We propose a novel approach for change-point detection and parameter learning in multivariate non-stationary time series exhibiting oscillatory behaviour. We approximate the process through a piecewise function defined by a sum of sinusoidal functions with unknown frequencies and amplitudes plus noise. The inference for this model is non-trivial. However, discretising the parameter space allows us to recast this complex estimation problem into a more tractable linear model, where the covariates are Fourier basis functions. Then, any change-point detection algorithms for segmentation can be used. The advantage of our proposal is that it bypasses the need for trans-dimensional Markov chain Monte Carlo algorithms used by state-of-the-art methods. Through simulations, we demonstrate that our method is significantly faster than existing approaches while maintaining comparable numerical accuracy. We also provide high probability bounds on the change-point localization error. We apply our methodology to climate and EEG sleep data.

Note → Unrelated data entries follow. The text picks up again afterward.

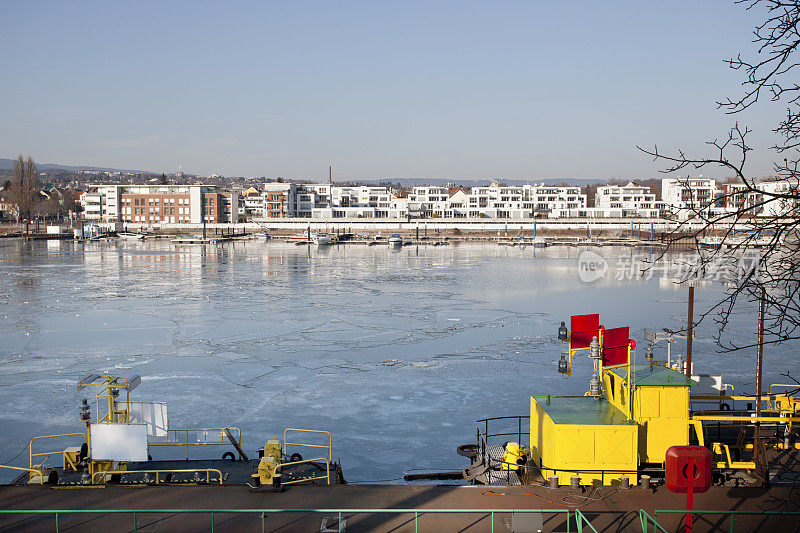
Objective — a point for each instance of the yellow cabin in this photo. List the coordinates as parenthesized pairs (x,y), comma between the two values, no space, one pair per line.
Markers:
(660,406)
(584,436)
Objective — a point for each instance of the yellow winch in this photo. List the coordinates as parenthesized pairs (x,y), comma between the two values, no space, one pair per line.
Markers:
(513,456)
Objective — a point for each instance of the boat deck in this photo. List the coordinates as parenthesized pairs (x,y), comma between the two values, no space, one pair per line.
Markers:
(608,509)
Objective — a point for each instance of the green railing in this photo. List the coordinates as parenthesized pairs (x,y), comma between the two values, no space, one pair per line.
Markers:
(731,515)
(580,521)
(645,519)
(58,513)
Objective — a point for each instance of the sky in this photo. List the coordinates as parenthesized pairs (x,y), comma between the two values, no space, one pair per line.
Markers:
(462,90)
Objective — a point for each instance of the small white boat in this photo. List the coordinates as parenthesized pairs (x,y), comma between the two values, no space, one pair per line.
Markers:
(129,235)
(321,238)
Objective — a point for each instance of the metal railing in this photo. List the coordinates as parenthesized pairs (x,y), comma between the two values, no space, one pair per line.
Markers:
(645,520)
(484,439)
(195,471)
(326,477)
(581,520)
(213,432)
(30,470)
(48,454)
(286,443)
(339,513)
(729,514)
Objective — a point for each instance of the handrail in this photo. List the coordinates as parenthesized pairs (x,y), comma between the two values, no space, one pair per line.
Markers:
(31,455)
(208,472)
(286,443)
(645,519)
(31,470)
(222,439)
(326,477)
(264,512)
(581,520)
(793,386)
(730,514)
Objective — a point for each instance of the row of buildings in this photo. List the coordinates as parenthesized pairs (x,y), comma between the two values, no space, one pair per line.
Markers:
(177,204)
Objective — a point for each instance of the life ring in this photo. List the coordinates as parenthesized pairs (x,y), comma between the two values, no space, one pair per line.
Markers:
(467,450)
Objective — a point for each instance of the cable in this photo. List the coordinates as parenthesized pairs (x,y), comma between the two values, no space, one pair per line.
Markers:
(373,480)
(562,502)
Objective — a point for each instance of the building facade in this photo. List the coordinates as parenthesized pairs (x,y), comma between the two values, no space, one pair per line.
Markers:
(622,201)
(684,198)
(159,204)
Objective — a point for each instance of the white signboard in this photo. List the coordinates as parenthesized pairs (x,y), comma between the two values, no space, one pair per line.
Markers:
(118,442)
(152,414)
(707,385)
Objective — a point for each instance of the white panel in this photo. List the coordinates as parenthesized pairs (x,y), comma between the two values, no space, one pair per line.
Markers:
(118,442)
(152,414)
(707,385)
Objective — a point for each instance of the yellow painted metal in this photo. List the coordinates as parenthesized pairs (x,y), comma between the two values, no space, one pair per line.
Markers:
(513,453)
(663,417)
(326,477)
(698,431)
(36,476)
(272,448)
(96,479)
(661,411)
(329,446)
(722,450)
(71,458)
(46,455)
(572,351)
(267,468)
(598,453)
(203,437)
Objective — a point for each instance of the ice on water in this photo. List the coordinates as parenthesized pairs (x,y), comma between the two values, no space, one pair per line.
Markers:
(396,352)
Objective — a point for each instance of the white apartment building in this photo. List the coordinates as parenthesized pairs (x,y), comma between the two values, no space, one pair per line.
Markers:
(159,204)
(683,197)
(770,199)
(622,201)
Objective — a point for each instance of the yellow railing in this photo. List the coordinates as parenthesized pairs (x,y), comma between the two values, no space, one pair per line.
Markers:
(38,473)
(326,477)
(723,450)
(47,454)
(206,433)
(286,443)
(208,472)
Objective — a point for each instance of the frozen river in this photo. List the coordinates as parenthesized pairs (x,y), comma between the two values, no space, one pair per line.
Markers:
(396,352)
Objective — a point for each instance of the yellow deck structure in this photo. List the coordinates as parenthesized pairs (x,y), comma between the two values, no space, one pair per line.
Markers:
(660,406)
(584,436)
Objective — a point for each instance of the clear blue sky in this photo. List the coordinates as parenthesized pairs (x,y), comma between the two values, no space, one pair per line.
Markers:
(464,90)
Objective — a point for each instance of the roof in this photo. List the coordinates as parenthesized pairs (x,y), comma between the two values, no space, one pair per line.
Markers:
(583,410)
(655,376)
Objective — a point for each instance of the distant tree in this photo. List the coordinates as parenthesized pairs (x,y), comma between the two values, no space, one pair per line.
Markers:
(772,77)
(24,187)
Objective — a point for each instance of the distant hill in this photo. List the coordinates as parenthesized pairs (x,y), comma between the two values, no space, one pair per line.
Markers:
(6,164)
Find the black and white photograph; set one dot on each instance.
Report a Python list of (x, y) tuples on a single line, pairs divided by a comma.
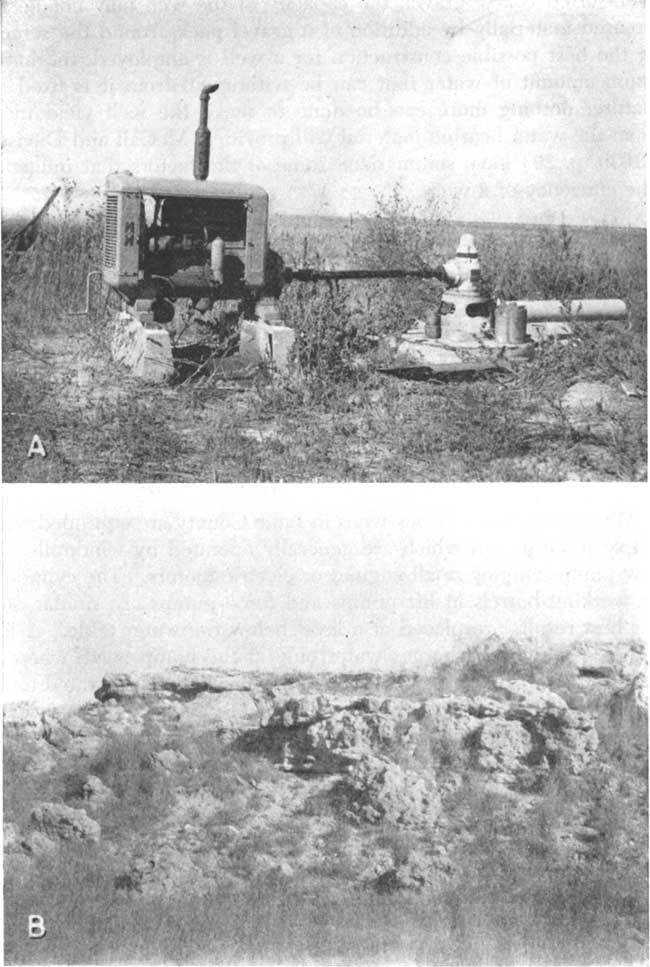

翻译：本文提出了一种新颖的方法，用于检测具有振荡行为的多元非平稳时间序列中的变点并学习其参数。我们通过一个分段函数来近似该过程，该函数由具有未知频率和振幅的正弦函数之和加上噪声构成。该模型的推断并非易事。然而，通过对参数空间进行离散化，我们可以将这个复杂的估计问题转化为一个更易处理的线性模型，其中协变量是傅里叶基函数。随后，任何用于分割的变点检测算法均可应用。我们方法的优势在于，它绕过了当前最先进方法所使用的跨维度马尔可夫链蒙特卡洛算法的需求。通过模拟实验，我们证明我们的方法在保持可比数值精度的同时，速度显著快于现有方法。我们还给出了变点定位误差的高概率界。我们将我们的方法应用于气候数据和脑电图睡眠数据。